The Loonie then attracted even more buyers when ABC News released a report that claimed that Treasury Secretary Mnuchin supposedly advised Trump to exempt Canada from steel and aluminum tariffs.

Oil later dipped during Wednesday’s London session, which also caused the Loonie to slide. However, the Loonie quickly recovered and began charging higher, even as oil prices continued to fall.

There was no apparent reason for this wonky price action and market analysts were mostly silent on the Loonie’s strength, so I conjectured in Wednesday’s London session recap that the Loonie may have been driven higher by speculation that Trump may grant Canada an exemption, as well as preemptive positioning ahead of Canada’s economic report.

Preemptive positioning seems like a plausible reason since Canada’s trade deficit narrowed from  $3.9 billion to $1.9 billion ($3.4 billion expected), but the Loonie began encountering selling pressure instead of shooting higher. However, it’s also possible that some traders were disappointed to find out that building permits issued in Canada slumped by 4.6%, much more than the expected 1.0% drop.

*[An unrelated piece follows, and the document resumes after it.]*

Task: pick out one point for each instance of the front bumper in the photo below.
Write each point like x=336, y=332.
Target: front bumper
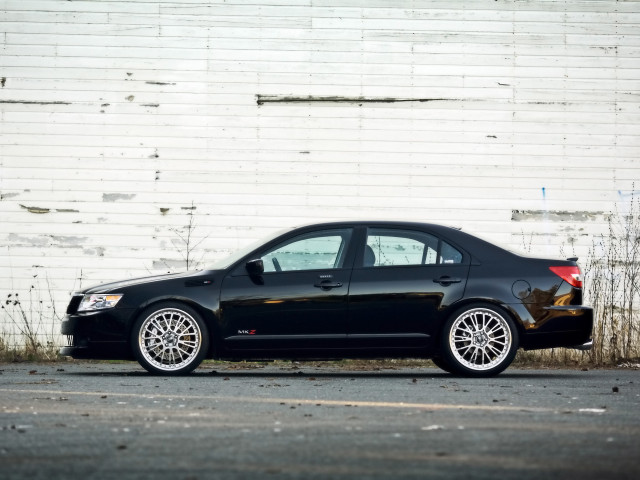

In any case, more selling pressure began to hit the Loonie when Ivey’s PMI reading dropped from 71.5 to 62.5 (69.7 expected).

And while there was no explosive impact, Kudlow’s comment that earlier rumors of a possible tariff exemption for Canada being “patently false” may have also helped to push the Loonie even lower since oil prices were recovering at the time.

The Loonie then began tilting slightly (but broadly) to the downside after that, ignoring the surge in oil prices on Thursday, likely because Trump tweeted the following as oil prices surged.

The Loonie did appear to be take directional cues from oil prices come Friday, though, at least ahead of Canada’s jobs report.

And when the jobs report was released, the Loonie initially tried to move lower, given that Canada lost 7.5K jobs instead of gaining between 17K to 19K jobs as expected. Moreover, 31K full-time jobs got axed.

However, bulls quickly came in, likely because market analysts began pointing out that wage growth was near a six-year high, which means that the BOC is still likely on track for a possible rate hike by July.

And most market players apparently bought that narrative since the Loonie began to trade even higher. Although it’s also possible that we’re just seeing some short-covering by CAD bears in order to avoid weekend risk.